Modeling and simulation of a pseudo-three-phase slurry bubble column reactor applied to the process of petroleum hydrodesulfurization

This work presents a new CFD model for the hydrodesulfurization process in the petroleum industry. The new model considers the loss of effectiveness of the catalyst by coupling a model that considers the physical structure of the catalyst. The hydrodesulfurization process takes place in a pseudo-three-phase fluidized-bed slurry bubble column reactor with liquid and gas flowing upwards. This reactor presents a transient behavior for the catalytic effectiveness due to the obstruction of the catalyst pores, caused mainly by parallel reactions of hydrodemetalization acting on the catalyst. The emphasis of this work is the introduction of a kinetic model for the reactivity reduction of the catalyst inside slurry bubble column reactors. The hydrodynamic model is simple and adopts an Eulerian–Eulerian approach, where the momentum and mass conservation equations are used to describe the two-phase fluid dynamic fields. The k–ɛ model is used to account for turbulence.
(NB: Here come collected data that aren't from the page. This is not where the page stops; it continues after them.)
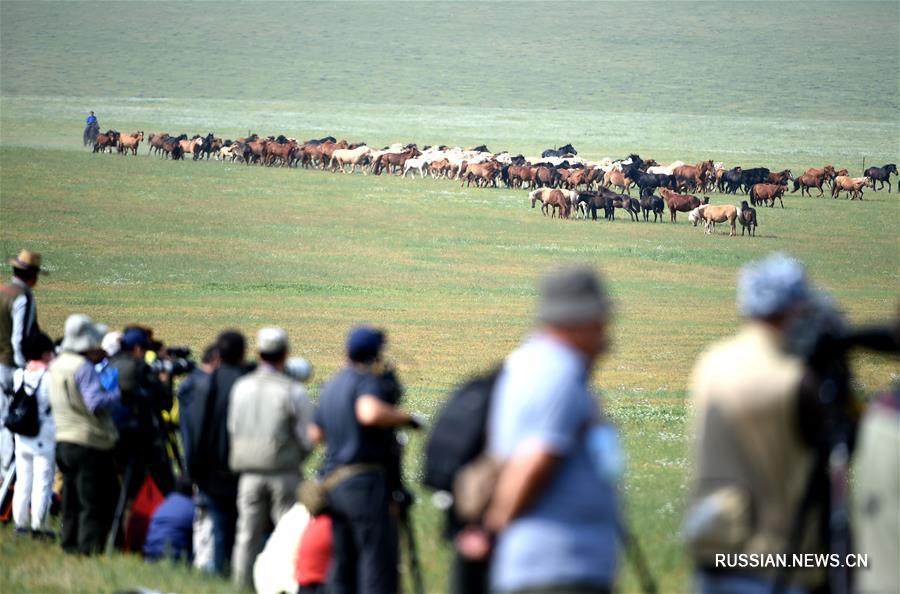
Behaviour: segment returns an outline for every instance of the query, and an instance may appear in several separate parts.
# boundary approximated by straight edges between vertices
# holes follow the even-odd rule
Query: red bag
[[[131,513],[128,515],[128,524],[125,526],[124,549],[126,551],[140,553],[144,549],[150,518],[165,499],[162,491],[148,474],[134,498],[134,503],[131,504]]]

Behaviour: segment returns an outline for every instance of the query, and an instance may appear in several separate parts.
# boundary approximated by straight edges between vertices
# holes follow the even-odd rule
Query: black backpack
[[[488,411],[497,367],[459,385],[438,414],[425,444],[422,483],[438,491],[452,491],[456,473],[484,449]]]
[[[41,430],[37,396],[25,391],[25,382],[13,394],[4,425],[24,437],[35,437]]]

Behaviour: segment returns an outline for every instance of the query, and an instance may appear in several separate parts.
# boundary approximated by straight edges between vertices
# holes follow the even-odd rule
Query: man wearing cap
[[[610,308],[590,268],[548,273],[537,328],[497,378],[488,451],[503,466],[484,518],[494,592],[601,594],[615,579],[616,438],[590,387]]]
[[[328,494],[333,556],[328,591],[397,591],[397,539],[386,480],[391,429],[419,422],[385,401],[380,379],[384,332],[358,326],[347,337],[347,365],[322,388],[314,434],[324,439],[321,475],[344,475]]]
[[[61,353],[50,364],[56,464],[63,476],[61,541],[68,553],[102,550],[118,494],[112,454],[118,432],[109,411],[119,404],[119,390],[105,390],[94,369],[106,356],[105,333],[84,314],[69,316]]]
[[[231,391],[228,433],[231,469],[238,481],[238,524],[232,555],[236,586],[252,586],[253,563],[269,522],[278,524],[296,502],[300,465],[312,449],[313,407],[306,389],[285,372],[287,332],[262,328],[256,338],[259,367]]]
[[[13,438],[4,427],[12,397],[13,373],[25,368],[24,345],[41,333],[32,288],[41,273],[41,255],[22,250],[9,260],[13,277],[0,284],[0,476],[12,462]]]
[[[806,271],[792,258],[773,254],[745,266],[737,293],[743,326],[694,367],[684,536],[704,594],[772,590],[771,568],[729,565],[725,554],[824,552],[814,528],[801,550],[787,551],[813,448],[801,429],[804,365],[785,347],[811,296]],[[795,586],[785,592],[823,583],[820,571],[791,573]]]
[[[159,415],[172,408],[168,374],[155,374],[146,363],[150,335],[144,328],[128,327],[119,340],[120,349],[109,366],[118,371],[122,406],[116,413],[119,442],[117,461],[123,472],[130,466],[128,497],[134,497],[147,473],[163,495],[175,487],[175,476],[165,450]]]

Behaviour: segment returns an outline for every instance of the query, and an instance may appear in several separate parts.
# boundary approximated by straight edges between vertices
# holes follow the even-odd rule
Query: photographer
[[[326,442],[321,476],[338,476],[328,493],[333,521],[329,591],[393,594],[397,535],[390,517],[392,429],[419,423],[390,404],[382,385],[384,333],[368,326],[347,337],[347,365],[322,388],[313,433]]]
[[[116,415],[119,442],[116,457],[123,469],[131,467],[128,499],[134,497],[147,473],[167,495],[175,487],[175,476],[165,449],[162,411],[172,408],[170,376],[146,363],[150,334],[130,327],[122,333],[121,350],[109,360],[119,374],[122,408]]]
[[[684,530],[704,594],[772,591],[773,569],[737,567],[723,554],[827,549],[813,521],[799,549],[787,550],[815,453],[802,425],[804,362],[787,344],[811,298],[796,260],[775,254],[747,265],[737,295],[745,323],[694,367],[694,476]],[[792,571],[796,586],[785,592],[825,582],[821,570]]]
[[[252,568],[277,524],[296,502],[300,465],[312,449],[313,407],[303,384],[285,372],[290,343],[281,328],[257,334],[260,363],[231,390],[229,462],[240,473],[238,524],[232,555],[236,586],[252,585]]]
The kinetic model considers the reactions controlled by diffusion and occurring on the catalyst pores, which are obstructed along the process by the hydrodemetalization by-products. The model presented in this work allows for an assessment of the influence of the operational conditions of the reactor, such as liquid and gas feed velocities, as well as catalyst properties. The estimation of the yield of the process takes into account the transient activity of the catalyst.